Sunday, January 20, 2008

8.0

Lizzie had began to think that she had added significantly to the ocean’s salty waves with her tears by the time she lost sight of both the Bonny Read and her dear cousin Alice, whose gentle face she now beheld in her thoughts touched with the warm white light of loss and regret. The violent stabs of lightning continued to rend the night sky, but the thunder seemed to be growing somewhat less tumultuous and the sound of the waves soon became that which filled her weary ears. She bobbed along the sea surface, although many a wave still o’er reached her head, dumping miserably cold water upon her wearied skull.

As she wiped her lips dry for the umpteenth time, Lizzie realized what important preparation they had not made: the securing of drinkable water. If she had known any oath stronger than “to the fiend with it!” (a phrase her late father had been much enamored of using in moments of extreme agitation), she would have used it then, for Lizzie knew all too well that without water to drink she and Alice would be parched in very little time and dead in not much longer, particularly if one gave in to the temptation to drink sea water. It was a death warrant, well she knew, but would Alice remember.

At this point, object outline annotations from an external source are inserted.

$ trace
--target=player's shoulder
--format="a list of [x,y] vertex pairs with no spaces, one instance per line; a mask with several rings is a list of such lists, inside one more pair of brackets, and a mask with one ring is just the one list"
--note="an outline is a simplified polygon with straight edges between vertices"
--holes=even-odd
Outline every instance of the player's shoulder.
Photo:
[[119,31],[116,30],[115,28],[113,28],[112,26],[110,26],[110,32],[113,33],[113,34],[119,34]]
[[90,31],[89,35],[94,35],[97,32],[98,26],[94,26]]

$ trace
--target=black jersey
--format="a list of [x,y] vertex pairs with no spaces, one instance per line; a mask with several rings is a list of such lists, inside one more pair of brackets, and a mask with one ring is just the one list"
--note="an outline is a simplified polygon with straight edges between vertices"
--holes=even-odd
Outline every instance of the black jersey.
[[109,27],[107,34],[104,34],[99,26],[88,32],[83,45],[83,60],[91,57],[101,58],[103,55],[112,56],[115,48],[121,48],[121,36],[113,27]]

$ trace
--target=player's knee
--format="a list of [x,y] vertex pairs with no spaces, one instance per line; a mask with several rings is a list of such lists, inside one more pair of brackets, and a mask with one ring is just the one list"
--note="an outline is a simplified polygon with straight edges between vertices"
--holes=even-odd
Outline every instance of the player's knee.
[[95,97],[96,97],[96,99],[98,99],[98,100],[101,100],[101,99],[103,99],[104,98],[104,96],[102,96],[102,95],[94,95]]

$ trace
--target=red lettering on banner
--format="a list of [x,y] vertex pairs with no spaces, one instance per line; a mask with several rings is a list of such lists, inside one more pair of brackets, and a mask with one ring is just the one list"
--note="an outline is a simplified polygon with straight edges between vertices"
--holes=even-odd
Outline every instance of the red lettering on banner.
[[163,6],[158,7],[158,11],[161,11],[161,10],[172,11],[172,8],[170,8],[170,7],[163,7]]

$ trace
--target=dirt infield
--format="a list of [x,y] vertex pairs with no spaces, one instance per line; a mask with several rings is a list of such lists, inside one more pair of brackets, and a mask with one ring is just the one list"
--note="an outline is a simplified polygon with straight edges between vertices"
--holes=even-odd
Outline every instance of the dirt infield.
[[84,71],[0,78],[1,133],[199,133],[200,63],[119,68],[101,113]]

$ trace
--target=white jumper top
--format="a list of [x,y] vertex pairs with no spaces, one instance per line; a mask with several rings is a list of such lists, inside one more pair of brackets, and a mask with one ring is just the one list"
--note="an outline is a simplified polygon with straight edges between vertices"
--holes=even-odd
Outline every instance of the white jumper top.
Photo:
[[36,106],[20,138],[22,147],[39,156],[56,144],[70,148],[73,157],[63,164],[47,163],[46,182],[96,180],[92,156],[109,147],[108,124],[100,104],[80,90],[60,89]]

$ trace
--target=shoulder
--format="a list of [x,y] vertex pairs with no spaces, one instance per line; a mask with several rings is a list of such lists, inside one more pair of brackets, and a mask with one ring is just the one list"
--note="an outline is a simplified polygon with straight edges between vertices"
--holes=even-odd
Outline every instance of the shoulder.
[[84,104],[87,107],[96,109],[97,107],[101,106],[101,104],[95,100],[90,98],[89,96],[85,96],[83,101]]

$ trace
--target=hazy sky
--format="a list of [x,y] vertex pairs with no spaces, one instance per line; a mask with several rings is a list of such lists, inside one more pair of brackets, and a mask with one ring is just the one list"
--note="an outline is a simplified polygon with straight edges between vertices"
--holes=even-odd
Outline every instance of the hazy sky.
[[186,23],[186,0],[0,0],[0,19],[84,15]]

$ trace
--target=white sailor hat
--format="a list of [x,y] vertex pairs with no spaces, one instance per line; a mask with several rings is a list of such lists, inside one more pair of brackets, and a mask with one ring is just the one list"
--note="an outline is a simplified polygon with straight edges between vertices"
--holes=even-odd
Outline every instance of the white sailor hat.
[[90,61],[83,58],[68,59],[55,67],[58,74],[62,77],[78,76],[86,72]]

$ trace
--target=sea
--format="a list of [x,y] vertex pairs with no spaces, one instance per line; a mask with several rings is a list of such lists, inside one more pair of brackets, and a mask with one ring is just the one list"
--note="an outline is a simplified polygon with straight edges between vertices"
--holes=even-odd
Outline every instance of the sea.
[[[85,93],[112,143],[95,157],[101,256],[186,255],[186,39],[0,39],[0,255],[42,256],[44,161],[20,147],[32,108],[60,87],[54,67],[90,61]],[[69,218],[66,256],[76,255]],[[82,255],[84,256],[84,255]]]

It was hard to imagine Alice coping on her own, paddling her way through the water alone. Lizzie sent up a desperate prayer that her young and often foolish cousin should not perish due to either her own neglect or Alice’s often inefficient thought. It was too much to be born! Lizzie could reconcile herself to the thought of death, full of regret as she might be to never see the King of Naples with her own eyes (for well she knew that phantasies were most often far more rewarding than realities ever proved to be), but she could not quite bring herself to picture poor dear Alice perishing in the cold waves, alone, confused and without adequate recognition and preparation for death.

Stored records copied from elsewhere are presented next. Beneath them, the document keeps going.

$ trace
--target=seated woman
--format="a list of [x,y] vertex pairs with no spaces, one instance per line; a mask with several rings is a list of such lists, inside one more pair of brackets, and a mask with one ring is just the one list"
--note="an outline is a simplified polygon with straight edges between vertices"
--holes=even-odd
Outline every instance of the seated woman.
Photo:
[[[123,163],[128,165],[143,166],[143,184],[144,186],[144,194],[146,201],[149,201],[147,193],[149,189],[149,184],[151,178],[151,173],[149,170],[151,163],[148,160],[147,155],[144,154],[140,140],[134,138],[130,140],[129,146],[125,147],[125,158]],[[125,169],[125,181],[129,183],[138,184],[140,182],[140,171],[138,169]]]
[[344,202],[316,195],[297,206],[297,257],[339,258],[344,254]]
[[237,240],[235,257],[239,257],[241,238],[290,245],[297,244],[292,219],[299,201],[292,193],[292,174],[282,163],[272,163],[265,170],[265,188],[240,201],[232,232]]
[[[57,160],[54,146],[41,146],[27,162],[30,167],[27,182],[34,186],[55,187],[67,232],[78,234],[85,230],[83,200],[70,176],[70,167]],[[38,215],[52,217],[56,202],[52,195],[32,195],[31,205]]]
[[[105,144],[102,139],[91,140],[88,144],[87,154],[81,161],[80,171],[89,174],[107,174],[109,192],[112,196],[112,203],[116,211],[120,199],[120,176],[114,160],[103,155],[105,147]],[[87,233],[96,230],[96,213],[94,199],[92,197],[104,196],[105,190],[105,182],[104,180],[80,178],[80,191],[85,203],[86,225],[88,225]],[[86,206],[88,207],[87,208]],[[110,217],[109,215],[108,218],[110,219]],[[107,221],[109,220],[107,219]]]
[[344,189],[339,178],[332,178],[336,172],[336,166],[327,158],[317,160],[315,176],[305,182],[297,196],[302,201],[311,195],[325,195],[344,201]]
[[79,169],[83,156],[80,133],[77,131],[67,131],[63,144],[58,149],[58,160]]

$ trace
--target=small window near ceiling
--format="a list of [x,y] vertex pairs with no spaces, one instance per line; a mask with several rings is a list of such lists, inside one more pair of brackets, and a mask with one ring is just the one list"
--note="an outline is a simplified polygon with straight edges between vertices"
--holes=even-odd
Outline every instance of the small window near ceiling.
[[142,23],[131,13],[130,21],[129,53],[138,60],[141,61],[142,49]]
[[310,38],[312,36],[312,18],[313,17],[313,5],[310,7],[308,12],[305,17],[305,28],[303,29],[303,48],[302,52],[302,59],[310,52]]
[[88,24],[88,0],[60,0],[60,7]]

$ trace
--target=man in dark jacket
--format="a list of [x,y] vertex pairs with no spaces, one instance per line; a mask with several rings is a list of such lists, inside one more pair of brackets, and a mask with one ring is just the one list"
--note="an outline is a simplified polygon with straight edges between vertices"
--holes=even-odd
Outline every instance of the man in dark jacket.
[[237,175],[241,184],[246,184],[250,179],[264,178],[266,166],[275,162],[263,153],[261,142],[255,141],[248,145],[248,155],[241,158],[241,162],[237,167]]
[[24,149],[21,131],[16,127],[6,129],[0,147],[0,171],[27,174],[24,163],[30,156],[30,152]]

If we are not near land, we shall perish, Lizzie thought with harsh simplicity. She looked in vain through the inky night but could discern no sign of stars or other signs but the occasional flash of lightning far in the distance. Did storms go out to sea or toward land, she wondered. If toward land, she might be floating in the right direction, for she was more or less moving in the same path as the storm was retreating. She hugged the barrel tightly, trying not to think of the lack of water, nor of the hungry fish that might be floating below her. She did not believe in sea monsters of any kind. Or so she told herself; when on dry land Lizzie had found the idea patently absurd and filed such notions away with the fancies of Gulliver’s Travels.

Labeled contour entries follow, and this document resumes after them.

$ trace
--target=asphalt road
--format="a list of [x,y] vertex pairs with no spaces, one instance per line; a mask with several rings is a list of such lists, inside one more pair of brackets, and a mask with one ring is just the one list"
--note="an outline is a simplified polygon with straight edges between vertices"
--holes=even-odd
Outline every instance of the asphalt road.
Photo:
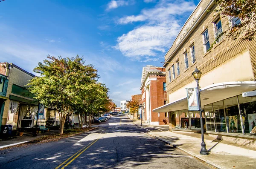
[[126,115],[95,126],[57,142],[0,150],[0,168],[212,168],[147,134],[164,127],[138,127]]

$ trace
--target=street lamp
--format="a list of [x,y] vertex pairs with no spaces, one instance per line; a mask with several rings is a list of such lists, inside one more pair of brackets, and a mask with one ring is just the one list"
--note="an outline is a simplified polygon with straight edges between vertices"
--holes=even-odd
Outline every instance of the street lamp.
[[201,155],[208,155],[209,154],[207,149],[206,149],[206,144],[204,143],[204,124],[203,123],[203,116],[202,115],[202,109],[201,108],[201,99],[200,98],[200,90],[199,87],[199,80],[201,77],[202,72],[201,72],[196,67],[195,70],[192,73],[193,76],[195,81],[196,81],[197,95],[198,98],[198,107],[200,112],[200,123],[201,125],[201,135],[202,135],[202,143],[201,143],[201,150],[200,154]]
[[139,107],[140,107],[140,126],[142,126],[142,104],[141,103],[140,103],[140,106],[139,106]]

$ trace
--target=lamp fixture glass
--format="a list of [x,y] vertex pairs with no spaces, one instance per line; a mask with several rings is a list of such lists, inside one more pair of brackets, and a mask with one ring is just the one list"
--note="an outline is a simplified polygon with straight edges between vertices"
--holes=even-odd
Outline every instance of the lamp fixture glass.
[[195,78],[195,80],[200,80],[200,78],[201,77],[201,74],[202,74],[202,72],[199,70],[197,68],[195,67],[195,71],[192,73],[192,74],[193,76],[194,76],[194,78]]

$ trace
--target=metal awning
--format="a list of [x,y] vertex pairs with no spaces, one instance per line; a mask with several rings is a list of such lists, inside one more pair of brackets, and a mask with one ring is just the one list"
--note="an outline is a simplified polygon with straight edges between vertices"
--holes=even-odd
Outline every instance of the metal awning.
[[[213,84],[201,90],[201,103],[204,105],[256,90],[256,82],[235,81]],[[184,90],[184,92],[186,92]],[[153,110],[154,112],[169,112],[188,109],[187,97]]]

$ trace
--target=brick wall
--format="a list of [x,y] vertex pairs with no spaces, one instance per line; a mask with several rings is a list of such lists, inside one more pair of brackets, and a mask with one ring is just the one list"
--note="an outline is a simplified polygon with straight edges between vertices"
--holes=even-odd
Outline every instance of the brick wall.
[[[202,9],[204,9],[209,2],[210,0],[203,0],[194,14],[192,15],[192,17],[197,12],[201,6],[202,6]],[[214,10],[216,7],[216,6],[213,6],[209,9],[209,12],[204,14],[205,16],[204,19],[199,23],[194,31],[190,33],[187,39],[183,43],[176,53],[172,54],[177,46],[176,42],[177,40],[175,40],[174,42],[173,46],[166,55],[165,58],[166,61],[167,61],[167,60],[168,58],[172,58],[170,60],[168,60],[169,62],[175,62],[178,60],[180,63],[180,75],[176,77],[175,79],[172,79],[171,82],[169,82],[169,74],[166,74],[166,81],[168,81],[167,85],[168,95],[195,80],[192,73],[195,70],[196,66],[202,72],[202,74],[206,74],[210,72],[214,68],[220,66],[224,63],[229,62],[235,57],[238,54],[243,51],[249,51],[254,78],[253,79],[244,79],[242,77],[241,77],[241,81],[242,80],[244,81],[255,80],[256,75],[256,40],[253,40],[251,42],[241,42],[239,40],[234,41],[228,39],[227,37],[224,37],[223,40],[215,45],[210,52],[205,53],[202,33],[207,29],[210,45],[214,42],[215,37],[214,25],[213,22],[218,17],[214,17],[215,14]],[[230,26],[228,17],[221,16],[220,17],[223,31],[227,31]],[[182,32],[182,31],[181,32]],[[196,59],[195,63],[194,64],[192,63],[190,49],[190,47],[193,44],[195,45]],[[185,69],[184,65],[184,53],[186,51],[187,51],[189,61],[189,67],[187,69]],[[167,63],[166,66],[166,69],[168,70],[171,68],[173,64]],[[177,74],[177,69],[176,69],[175,71],[175,74]],[[223,80],[224,81],[225,81],[224,80],[224,79]]]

But now the idea of some ancient and tentacled monster rising to the surface, disturbed by her passage on the waves, not only seemed possible but entirely imminent. Lizzie anxiously tried to berate herself for her lack of logic, but found it impossible not to violently kick her feet whenever she imagined something brush against her leg. It might be only a fish, she admonished her suddenly wakeful imagination, but her increasingly frantic mind whispered back, it might not be a fish at that.

In such a way, Lizzie floated like a cork upon the wide ocean with not another soul in sight or within sound of her occasional pitiful cries. Done to a cow's thumb, exhausted by her fears and her struggle to survive, the brave young woman fell into a fitful slumber just as the first bright fingers of dawn began to lighten the darkness upon a much calmer sea.